Innovators Mauritius Award
The Innovators Mauritius Award
To sustain competitiveness, it is important that we adopt innovation as a way of life. The Innovators Mauritius Award was launched with a view of developing a culture of innovation in all walks of Mauritian life.
The first Innovators Mauritius Award was launched in 2004 under the theme “Sweet Mauritius”, whereby Mauritian were invited to come up with innovative products and processes, using sugar as their source product.
Innovators Mauritius Award II was launched in 2006 and had for theme “Green M – reduce, reuse, recycle waste”. The theme emanated from the combination of two of our agenda items: Innovation and Green Productivity. Participants had to develop a strategy that pursues productivity increases and environment protection simultaneously as nowadays there is a growing awareness for environment friendly products and processes.
The theme chosen for the 3rd edition of the Innovators Mauritius Award in 2008 was “Eco-living: ‘pour une ile maurice durable’ - Everybody can make a difference...”
The theme chosen was in promotion with the NPCC’s agenda regarding Green Productivity and in support of the Government’s objective of making Mauritius a sustainable island especially at a time when threats of global warming and wide scale environmental pollution are jeopardising human life and the environment.
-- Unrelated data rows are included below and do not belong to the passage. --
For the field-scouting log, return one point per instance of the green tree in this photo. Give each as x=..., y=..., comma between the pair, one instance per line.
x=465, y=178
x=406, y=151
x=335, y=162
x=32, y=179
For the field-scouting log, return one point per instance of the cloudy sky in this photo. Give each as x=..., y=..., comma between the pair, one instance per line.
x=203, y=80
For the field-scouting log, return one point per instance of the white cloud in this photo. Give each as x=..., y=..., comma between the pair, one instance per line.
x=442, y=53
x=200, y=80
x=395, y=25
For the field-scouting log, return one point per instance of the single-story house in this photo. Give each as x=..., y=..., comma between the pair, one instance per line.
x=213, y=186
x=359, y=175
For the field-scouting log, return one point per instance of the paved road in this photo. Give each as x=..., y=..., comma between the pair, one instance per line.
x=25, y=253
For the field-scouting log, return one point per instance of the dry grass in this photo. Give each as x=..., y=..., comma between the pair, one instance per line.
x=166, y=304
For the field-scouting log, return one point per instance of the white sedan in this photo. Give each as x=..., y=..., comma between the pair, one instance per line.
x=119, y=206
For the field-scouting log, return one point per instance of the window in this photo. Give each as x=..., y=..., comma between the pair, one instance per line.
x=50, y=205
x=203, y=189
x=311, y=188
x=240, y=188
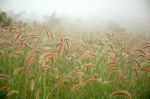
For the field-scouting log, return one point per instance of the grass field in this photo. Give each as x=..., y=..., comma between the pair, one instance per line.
x=41, y=63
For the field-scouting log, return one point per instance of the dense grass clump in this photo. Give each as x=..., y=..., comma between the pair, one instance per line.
x=53, y=65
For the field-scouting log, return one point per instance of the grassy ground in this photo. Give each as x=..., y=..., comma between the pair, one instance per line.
x=36, y=63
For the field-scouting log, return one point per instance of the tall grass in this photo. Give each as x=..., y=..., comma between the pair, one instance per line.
x=47, y=65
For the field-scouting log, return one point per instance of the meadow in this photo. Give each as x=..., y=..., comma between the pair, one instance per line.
x=37, y=62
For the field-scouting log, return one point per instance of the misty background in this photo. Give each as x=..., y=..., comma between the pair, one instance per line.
x=127, y=15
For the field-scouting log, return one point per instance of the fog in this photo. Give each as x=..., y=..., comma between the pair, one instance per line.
x=131, y=14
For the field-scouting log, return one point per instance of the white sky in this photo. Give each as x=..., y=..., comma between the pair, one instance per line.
x=80, y=8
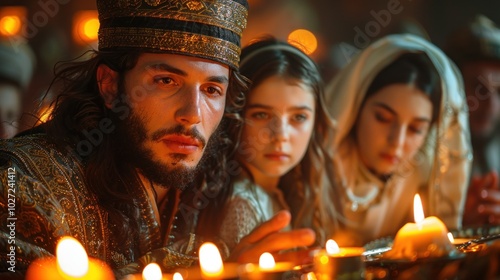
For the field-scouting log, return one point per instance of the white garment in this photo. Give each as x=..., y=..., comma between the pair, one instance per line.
x=248, y=207
x=442, y=170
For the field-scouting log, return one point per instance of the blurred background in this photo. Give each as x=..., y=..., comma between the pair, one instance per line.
x=330, y=31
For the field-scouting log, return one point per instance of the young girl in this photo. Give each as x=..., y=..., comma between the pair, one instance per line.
x=402, y=130
x=283, y=147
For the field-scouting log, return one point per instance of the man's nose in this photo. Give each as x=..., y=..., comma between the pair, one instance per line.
x=189, y=111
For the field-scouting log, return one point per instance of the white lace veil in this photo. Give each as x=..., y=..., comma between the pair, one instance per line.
x=443, y=173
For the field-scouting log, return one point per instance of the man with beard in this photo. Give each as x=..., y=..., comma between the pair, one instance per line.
x=133, y=161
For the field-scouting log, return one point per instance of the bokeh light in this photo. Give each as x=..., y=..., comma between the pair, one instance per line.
x=85, y=27
x=11, y=20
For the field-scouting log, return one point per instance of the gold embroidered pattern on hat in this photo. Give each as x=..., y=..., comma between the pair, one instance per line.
x=226, y=14
x=207, y=28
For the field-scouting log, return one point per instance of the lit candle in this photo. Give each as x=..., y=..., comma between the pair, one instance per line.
x=267, y=269
x=71, y=262
x=211, y=265
x=334, y=262
x=427, y=237
x=153, y=271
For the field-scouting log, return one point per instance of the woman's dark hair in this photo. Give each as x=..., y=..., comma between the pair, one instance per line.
x=79, y=108
x=306, y=186
x=411, y=69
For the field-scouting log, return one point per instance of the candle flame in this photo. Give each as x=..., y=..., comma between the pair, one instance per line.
x=418, y=211
x=72, y=259
x=266, y=261
x=311, y=276
x=177, y=276
x=450, y=237
x=332, y=247
x=152, y=272
x=210, y=260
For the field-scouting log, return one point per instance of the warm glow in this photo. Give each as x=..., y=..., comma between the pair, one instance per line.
x=332, y=247
x=11, y=20
x=304, y=40
x=90, y=28
x=210, y=260
x=418, y=211
x=10, y=25
x=177, y=276
x=266, y=261
x=72, y=259
x=450, y=237
x=85, y=27
x=45, y=114
x=311, y=276
x=152, y=272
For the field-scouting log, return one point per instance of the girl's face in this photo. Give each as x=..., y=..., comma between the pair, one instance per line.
x=279, y=121
x=392, y=126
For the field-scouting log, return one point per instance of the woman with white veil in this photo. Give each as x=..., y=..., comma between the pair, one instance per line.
x=402, y=129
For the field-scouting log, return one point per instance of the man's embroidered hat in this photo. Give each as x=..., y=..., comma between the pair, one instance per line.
x=208, y=29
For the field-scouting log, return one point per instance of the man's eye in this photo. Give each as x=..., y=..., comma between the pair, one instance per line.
x=164, y=80
x=214, y=91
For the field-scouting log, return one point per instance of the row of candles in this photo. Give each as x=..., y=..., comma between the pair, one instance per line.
x=413, y=241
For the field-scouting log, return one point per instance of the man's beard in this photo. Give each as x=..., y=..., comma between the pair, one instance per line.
x=133, y=135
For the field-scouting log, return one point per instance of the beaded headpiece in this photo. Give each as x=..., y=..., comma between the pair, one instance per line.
x=208, y=29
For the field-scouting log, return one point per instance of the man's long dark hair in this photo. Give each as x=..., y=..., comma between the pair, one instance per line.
x=80, y=109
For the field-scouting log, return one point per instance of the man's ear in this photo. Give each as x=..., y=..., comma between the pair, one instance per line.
x=107, y=80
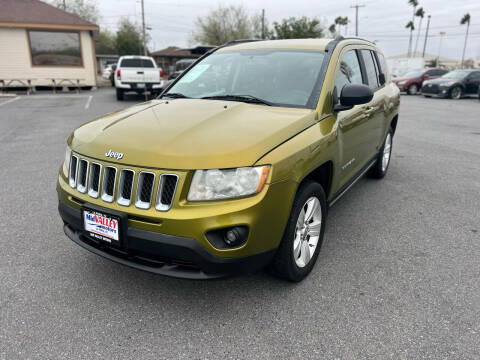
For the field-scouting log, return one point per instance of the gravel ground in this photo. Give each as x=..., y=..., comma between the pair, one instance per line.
x=398, y=276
The theme for the forthcoming innovator’s award scheduled for mid 2011 will revolve around innovations in ‘Out-of-home’ food, which refers to food that is produced and consumed outside the home. That is food which is readily available on the streets, at canteens, in fast foods, selling points, at snacks, in restaurants.... Although we are aware that these types of foods are often categorised as unhealthy and may not fulfill the requirement of a healthy diet, we still consume them because they offer us the benefits of convenience. The rising trend of cardiovascular diseases, diabetes and hypertension among Mauritian Nationals, to mention a few of the unproductive effect of fast food call for us all to stop, think and review our eating habits. Therefore the challenge is to herald healthier alternatives for ‘out-of-home’ foods.